Figure 6: PERK activation ameliorates the bioenergetic deficiencies cause by human Complex I mutations.

(A) SC levels assessed by BNGE of ND1 and ND6 mutant cybrid cells treated for 72h with tunicamycin. (B) Oxygen consumption measurements in control cybrids and ND1 tunicamycin treated cells. (C) cell survival of ND1 and ND6 cells pretreated for 72h with DMSO or tunicamycinin in glucose then cultured in galactose media an additional 72 hours. (D) SC levels of ND1 and ND6 mutant cybrid cells treated for 72h with CCT020312. (E) Complex I activity and (F) Oxygen consumption levels in control and ND1 cybrids treated with DMSO or CCT020312. (G) Cell survival of ND1 and ND6 cells treated with DHBDC or CCT020312 in galactose for 72h. (H) SC levels and (I) cell survival of patient-derived fibroblast harboring a mutation in ACAD9 treated with DMSO or PERK activators. (J) ND1 SCAF1-negative and SCAF1-positive cell survival in galactose with DMSO or CCT020312 treatment after 72h. (K) Cell survival in galactose of WT, ND4d, or ND6d mouse fibroblast treated with DMSO or CCT020312 for 72h (L) Model depicting how glucose deprivation leads to an increase in mitochondrial ATP generation.

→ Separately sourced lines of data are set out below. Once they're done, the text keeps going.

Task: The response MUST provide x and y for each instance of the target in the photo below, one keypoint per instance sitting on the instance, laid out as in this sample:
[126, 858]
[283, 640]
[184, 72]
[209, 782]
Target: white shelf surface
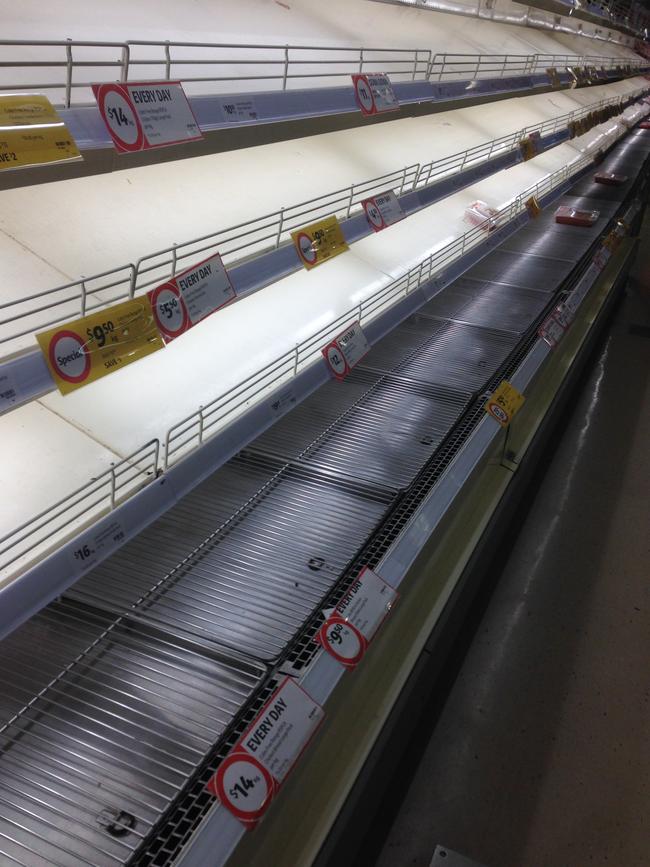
[66, 441]
[55, 233]
[58, 232]
[337, 23]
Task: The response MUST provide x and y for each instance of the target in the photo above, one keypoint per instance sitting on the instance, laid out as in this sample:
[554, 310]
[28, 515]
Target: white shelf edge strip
[286, 63]
[217, 422]
[28, 371]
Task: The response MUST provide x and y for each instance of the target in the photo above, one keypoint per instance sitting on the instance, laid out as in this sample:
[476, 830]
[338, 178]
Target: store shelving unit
[246, 505]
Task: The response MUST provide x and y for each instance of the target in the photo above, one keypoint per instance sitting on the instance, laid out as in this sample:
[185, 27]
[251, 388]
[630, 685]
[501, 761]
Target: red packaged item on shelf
[481, 214]
[575, 216]
[611, 179]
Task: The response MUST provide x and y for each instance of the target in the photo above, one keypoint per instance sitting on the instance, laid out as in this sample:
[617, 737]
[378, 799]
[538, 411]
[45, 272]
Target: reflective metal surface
[105, 722]
[255, 579]
[491, 305]
[112, 697]
[385, 436]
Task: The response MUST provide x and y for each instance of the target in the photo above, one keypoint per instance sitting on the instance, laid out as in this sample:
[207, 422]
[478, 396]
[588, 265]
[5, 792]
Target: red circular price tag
[374, 215]
[244, 786]
[363, 93]
[343, 641]
[120, 117]
[169, 310]
[69, 356]
[336, 361]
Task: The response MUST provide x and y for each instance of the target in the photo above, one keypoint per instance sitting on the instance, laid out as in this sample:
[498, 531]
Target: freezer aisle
[541, 753]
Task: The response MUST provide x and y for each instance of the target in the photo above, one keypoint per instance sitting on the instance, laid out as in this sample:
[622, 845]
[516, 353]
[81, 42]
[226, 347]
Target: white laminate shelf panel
[141, 402]
[46, 457]
[338, 23]
[81, 227]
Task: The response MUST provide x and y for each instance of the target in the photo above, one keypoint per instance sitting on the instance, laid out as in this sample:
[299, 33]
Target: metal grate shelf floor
[490, 305]
[252, 583]
[119, 700]
[384, 437]
[105, 724]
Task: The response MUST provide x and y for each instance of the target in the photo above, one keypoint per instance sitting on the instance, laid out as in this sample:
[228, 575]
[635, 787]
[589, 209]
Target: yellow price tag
[31, 133]
[533, 207]
[86, 349]
[554, 78]
[319, 242]
[504, 403]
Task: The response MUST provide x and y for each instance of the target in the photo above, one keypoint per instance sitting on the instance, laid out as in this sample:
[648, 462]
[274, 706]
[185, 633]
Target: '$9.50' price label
[86, 349]
[352, 625]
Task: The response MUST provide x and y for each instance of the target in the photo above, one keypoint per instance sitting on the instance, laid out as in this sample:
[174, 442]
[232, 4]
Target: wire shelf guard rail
[66, 69]
[86, 504]
[190, 432]
[36, 311]
[103, 493]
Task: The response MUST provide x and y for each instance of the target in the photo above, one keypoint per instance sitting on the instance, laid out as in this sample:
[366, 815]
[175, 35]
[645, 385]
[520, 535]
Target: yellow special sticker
[86, 349]
[319, 242]
[32, 133]
[504, 403]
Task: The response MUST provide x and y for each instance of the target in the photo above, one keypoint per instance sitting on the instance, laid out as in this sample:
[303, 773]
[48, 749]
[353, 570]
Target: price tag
[319, 242]
[551, 331]
[601, 258]
[346, 350]
[533, 207]
[86, 349]
[93, 547]
[239, 110]
[610, 179]
[349, 630]
[32, 133]
[383, 210]
[144, 115]
[250, 776]
[374, 93]
[504, 403]
[554, 78]
[9, 392]
[529, 146]
[191, 296]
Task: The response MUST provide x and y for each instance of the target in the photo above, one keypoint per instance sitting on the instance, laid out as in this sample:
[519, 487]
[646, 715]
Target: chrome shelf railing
[192, 431]
[104, 492]
[66, 69]
[37, 311]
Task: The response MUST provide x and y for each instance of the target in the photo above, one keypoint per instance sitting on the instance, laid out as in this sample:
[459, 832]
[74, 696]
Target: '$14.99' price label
[249, 777]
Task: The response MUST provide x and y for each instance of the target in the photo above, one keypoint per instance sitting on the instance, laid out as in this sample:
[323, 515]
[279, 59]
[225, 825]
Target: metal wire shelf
[68, 68]
[40, 310]
[192, 431]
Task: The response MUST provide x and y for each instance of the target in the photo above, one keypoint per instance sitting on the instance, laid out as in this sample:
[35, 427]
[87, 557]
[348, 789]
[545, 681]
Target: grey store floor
[541, 754]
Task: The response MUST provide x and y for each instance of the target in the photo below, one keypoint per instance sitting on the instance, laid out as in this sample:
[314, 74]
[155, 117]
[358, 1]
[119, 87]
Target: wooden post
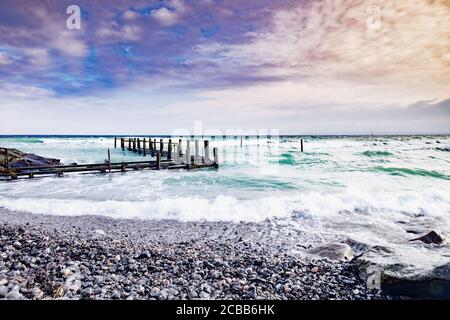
[169, 150]
[197, 158]
[109, 160]
[143, 145]
[180, 151]
[188, 153]
[206, 157]
[216, 157]
[158, 161]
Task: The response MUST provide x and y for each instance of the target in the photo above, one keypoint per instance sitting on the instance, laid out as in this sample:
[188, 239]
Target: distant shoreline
[92, 257]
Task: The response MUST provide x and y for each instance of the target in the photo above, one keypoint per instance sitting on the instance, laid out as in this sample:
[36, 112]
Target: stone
[431, 237]
[66, 272]
[37, 293]
[333, 251]
[14, 295]
[3, 291]
[58, 292]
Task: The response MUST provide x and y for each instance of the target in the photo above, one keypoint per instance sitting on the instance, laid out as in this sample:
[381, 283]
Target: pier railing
[168, 155]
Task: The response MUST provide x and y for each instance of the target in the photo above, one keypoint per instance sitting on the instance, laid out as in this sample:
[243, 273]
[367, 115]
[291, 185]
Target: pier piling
[206, 143]
[169, 150]
[143, 145]
[109, 160]
[216, 157]
[188, 152]
[158, 161]
[197, 158]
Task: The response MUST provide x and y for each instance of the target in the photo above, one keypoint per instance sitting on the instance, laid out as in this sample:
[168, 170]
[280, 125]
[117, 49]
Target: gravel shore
[92, 257]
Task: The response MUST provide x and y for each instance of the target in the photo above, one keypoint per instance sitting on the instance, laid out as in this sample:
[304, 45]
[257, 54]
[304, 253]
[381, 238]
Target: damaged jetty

During glucose-deprivation, PERK is activated stimulating increases in mitochondrial cristae density. In parallel, the PERK/eIF2α/ATF4 axis transcriptionally increases SCAF1 levels to assist in the formation of CIII and CIV containing supercomplexes. Overall, these molecular changes are aimed to stimulate the OXPHOS system and increase ATP production. Immunoblots shown are representative of >3 independent experiments using CII (anti-SDHA) as a loading control. All other experiments are represented as mean ± s.e.m., n>3. Asterisks denote *p<0.05, **p<0.01 or ***p<0.001. For two comparisons a two-tailed t-test was used, for multiple comparisons, one-way ANOVA with Bonferroni post-test was applied. Tunica, tunicamycin. CCT, CCT020312.